{ tribuna libre }

Monseñor Julián Barrio

José Fernández Lago

José Fernández Lago

EN ESTE MOMENTO de la dimisión del arzobispo de Santiago por haber alcanzado la edad establecida, no puedo menos que acordarme, entre otras cosas, del momento de su nombramiento como arzobispo. Yo temía que no le eligieran a él, pues la especialidad en la que se desenvolvía como teólogo era la de Historia de la Iglesia y no el Derecho Canónico o la Teología Dogmática, y además era un hombre joven. Recuerdo que entonces escribí un artículo en El Correo Gallego, para sugerir a quien procediera que no temieran por su juventud o por su especialidad, ya que, en el tiempo en que había sido auxiliar del entonces mons. Rouco Varela había demostrado madurez y competencia teológica suficientes como para sustituir al ahora cardenal Rouco.

El que ha sido hasta el momento actual arzobispo de Santiago, con tres años de obispo auxiliar y veintisiete de arzobispo en nuestra diócesis, afrontó el primer Año Santo con una madurez y sabiduría proverbiales. Los que nos dedicamos a estudiar la Biblia, que podíamos ser especialmente críticos en las homilías, que deben versar sobre los textos litúrgicos, sacados estos de la Sagrada Escritura, no podíamos decir otra cosa que “Amén” a lo que él, día tras día, iba exponiendo en la predicación de la Celebración Eucarística.

Entre las muchas virtudes que podrían destacarse en él, yo comenzaría por su sobriedad y vivencia de la pobreza como algo propio de las personas consagradas a Dios. Me decía hace mucho tiempo una de las personas que lo atendían que, en una ocasión en que le pasaron, entre otros, un cheque para que lo firmara, lo separó, diciendo: esto pertenece a Julián Barrio, no a la Diócesis… Y así en otras cosas: muy lejano a la corrupción, promovía la ayuda a los necesitados, y rechazaba todo tipo de lujo, no solo en el vestir sino también en la comida. En momentos importantes del año, sin intentar sacar frutos de otro tipo como puede suceder entre los políticos, solía visitar los hospitales y también las cárceles. Su actitud ha sido siempre cercana y cordial.

Si nos fijamos en sus manifestaciones respecto de la política, no solo no se pronunciaba alegremente, sino que además ha sido siempre moderado, distinguiendo bien los diversos ámbitos de actuación en la vida. Basta ver y analizar las homilías del Día del Apóstol o de la Traslación, para percibir cómo se desenvuelve en el campo de la fe y del respeto a la persona humana, sin incidir en otras competencias que no son fundamentalmente suyas.

En el tiempo que he convivido con él, residiendo en el Seminario Mayor, recuerdo que “era pronto para escuchar y tardo para hablar…”, en la línea de la Carta de Santiago, del Nuevo Testamento. Hoy tiene uno que soportar a menudo la postura de algunos que intentan decirle de modo constante a la gente mayor cómo tienen que pensar.
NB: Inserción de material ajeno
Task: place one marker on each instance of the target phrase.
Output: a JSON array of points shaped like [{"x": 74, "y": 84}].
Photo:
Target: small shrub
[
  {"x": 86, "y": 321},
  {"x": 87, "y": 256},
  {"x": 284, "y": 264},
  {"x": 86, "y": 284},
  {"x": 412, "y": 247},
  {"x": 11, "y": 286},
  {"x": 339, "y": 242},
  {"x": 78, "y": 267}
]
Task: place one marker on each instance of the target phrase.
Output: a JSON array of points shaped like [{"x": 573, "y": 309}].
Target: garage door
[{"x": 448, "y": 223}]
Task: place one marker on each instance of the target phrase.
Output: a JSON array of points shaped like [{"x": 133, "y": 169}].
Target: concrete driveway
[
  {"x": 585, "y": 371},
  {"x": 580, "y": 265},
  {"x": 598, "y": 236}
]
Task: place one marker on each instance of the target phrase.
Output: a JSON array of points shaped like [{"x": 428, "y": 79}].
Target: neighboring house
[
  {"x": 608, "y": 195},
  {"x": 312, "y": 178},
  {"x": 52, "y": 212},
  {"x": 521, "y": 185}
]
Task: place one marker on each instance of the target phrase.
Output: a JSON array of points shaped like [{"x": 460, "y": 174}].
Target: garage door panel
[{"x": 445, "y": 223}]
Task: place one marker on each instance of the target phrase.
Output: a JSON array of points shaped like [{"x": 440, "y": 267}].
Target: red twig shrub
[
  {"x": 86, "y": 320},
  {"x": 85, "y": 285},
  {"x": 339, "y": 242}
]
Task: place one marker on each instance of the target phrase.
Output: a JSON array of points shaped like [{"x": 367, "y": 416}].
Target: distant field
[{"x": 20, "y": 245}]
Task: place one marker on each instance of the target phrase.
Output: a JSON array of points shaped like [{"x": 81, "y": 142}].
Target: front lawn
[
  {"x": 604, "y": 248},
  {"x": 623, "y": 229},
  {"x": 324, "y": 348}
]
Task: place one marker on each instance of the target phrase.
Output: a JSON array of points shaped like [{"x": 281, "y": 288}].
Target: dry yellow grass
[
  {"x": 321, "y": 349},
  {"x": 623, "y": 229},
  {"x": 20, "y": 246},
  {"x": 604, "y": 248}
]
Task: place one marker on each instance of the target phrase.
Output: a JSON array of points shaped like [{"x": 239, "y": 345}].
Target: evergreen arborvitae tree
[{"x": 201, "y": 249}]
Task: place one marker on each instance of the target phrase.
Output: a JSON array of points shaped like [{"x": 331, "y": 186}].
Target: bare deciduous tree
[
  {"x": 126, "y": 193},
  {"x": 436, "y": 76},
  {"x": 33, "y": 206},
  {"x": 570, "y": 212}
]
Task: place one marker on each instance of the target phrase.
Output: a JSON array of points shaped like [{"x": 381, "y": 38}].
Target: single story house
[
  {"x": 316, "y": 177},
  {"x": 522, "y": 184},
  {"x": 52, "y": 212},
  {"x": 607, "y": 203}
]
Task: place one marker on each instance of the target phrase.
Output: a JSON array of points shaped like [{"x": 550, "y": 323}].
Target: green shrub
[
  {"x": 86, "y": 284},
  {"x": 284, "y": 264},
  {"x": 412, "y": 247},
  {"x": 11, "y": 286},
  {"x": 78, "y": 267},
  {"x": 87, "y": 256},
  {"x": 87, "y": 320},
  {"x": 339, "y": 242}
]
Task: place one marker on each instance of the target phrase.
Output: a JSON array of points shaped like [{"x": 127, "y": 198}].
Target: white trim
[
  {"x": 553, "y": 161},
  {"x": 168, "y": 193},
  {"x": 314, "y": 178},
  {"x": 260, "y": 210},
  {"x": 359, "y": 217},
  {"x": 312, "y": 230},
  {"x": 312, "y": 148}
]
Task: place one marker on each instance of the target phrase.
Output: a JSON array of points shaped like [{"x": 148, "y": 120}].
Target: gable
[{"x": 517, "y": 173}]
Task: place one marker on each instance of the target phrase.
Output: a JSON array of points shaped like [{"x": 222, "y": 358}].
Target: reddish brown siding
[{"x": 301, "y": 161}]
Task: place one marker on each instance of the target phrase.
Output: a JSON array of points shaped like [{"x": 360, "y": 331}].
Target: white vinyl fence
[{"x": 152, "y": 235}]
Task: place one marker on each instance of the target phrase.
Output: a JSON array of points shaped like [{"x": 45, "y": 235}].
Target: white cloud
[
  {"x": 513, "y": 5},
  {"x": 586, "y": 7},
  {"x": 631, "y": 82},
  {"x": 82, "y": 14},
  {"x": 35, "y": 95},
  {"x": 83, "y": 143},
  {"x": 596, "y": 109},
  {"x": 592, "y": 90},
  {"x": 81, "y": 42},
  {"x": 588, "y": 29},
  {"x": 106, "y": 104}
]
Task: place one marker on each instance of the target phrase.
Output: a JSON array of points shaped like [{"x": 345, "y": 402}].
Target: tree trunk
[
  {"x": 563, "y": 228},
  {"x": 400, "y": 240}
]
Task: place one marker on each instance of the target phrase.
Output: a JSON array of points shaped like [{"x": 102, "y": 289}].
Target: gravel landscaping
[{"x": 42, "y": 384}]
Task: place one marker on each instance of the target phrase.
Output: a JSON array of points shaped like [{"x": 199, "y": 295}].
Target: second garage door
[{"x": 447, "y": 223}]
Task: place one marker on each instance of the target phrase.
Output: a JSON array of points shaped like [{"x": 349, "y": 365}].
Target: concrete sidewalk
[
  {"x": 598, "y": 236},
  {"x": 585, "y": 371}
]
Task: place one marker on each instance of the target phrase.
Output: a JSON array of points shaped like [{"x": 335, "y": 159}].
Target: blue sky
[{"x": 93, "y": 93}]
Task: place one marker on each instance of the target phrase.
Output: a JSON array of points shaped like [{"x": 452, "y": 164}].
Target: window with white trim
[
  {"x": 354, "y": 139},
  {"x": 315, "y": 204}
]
Él ha sido siempre prudente, y más bien se ha callado, que pronunciarse de modo poco justo, precipitándose sin necesidad.

Recuerdo también la situación de algunos parroquianos que, siendo más o menos asiduos a la presencia en la iglesia de sus parroquias, acudían a Palacio con pancartas, para manifestarse ante el Arzobispado; y recuerdo que, cuando unos querían conversar con él en torno a un sacerdote, antes de nada, les indicó: ¿Son Vds. del grupo de los que están con las pancartas ahí afuera…? Entonces, si quieren hablar conmigo, lo primero que tienen que hacer es retirar las pancartas…
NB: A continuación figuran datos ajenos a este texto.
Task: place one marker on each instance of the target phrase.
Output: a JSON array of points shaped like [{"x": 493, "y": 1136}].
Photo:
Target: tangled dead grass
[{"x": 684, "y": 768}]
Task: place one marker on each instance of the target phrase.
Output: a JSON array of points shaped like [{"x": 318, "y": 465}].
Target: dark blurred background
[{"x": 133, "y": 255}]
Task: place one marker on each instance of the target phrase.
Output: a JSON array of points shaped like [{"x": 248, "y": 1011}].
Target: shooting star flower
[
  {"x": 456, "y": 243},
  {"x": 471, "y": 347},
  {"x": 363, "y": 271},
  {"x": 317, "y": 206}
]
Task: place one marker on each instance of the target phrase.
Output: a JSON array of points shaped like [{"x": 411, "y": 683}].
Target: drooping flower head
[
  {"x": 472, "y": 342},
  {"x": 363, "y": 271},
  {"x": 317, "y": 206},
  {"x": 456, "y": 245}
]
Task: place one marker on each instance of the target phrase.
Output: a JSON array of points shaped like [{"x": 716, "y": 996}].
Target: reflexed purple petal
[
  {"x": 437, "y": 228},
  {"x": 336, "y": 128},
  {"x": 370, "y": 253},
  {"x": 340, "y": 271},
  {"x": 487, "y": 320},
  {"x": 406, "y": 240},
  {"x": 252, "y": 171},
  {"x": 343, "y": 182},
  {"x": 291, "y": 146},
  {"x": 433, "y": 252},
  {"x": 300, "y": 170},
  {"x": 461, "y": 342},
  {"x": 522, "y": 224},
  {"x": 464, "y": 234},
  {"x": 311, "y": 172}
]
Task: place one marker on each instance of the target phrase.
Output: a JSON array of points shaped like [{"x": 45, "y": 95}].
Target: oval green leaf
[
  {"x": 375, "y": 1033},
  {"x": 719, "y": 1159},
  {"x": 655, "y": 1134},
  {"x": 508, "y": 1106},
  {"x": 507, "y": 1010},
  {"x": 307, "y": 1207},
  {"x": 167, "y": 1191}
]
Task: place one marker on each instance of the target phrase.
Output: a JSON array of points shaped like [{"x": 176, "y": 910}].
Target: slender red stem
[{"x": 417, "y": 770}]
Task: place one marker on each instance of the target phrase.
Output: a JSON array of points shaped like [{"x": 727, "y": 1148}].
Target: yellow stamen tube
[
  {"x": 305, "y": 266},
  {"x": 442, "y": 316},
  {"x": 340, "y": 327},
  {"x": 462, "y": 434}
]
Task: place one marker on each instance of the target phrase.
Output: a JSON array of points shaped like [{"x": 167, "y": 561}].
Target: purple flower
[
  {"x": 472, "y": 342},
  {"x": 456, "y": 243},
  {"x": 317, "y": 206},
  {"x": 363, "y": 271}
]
En el asunto de la lengua en la liturgia, siempre ha dedicado una buena parte de las homilías festivas al gallego; y además ha promovido el que, en cualquier parroquia, se utilizara la lengua de Rosalía para dirigirse a Dios con el Padrenuestro.

Podría destacar otras muchas virtudes que convergen en este hombre de Dios a quien las autoridades competentes le han hecho “Hijo adoptivo de Santiago”; pero entonces las dimensiones del artículo superarían las normales de este tipo de publicaciones. Quisiera, por lo tanto, concluir diciéndole: “¡Muchas gracias, D. Julián, viejo amigo!”. Y gracias por esos padres -Julián y Leovigilda-, por haber traído al mundo a una persona tan sincera, cordial y buena.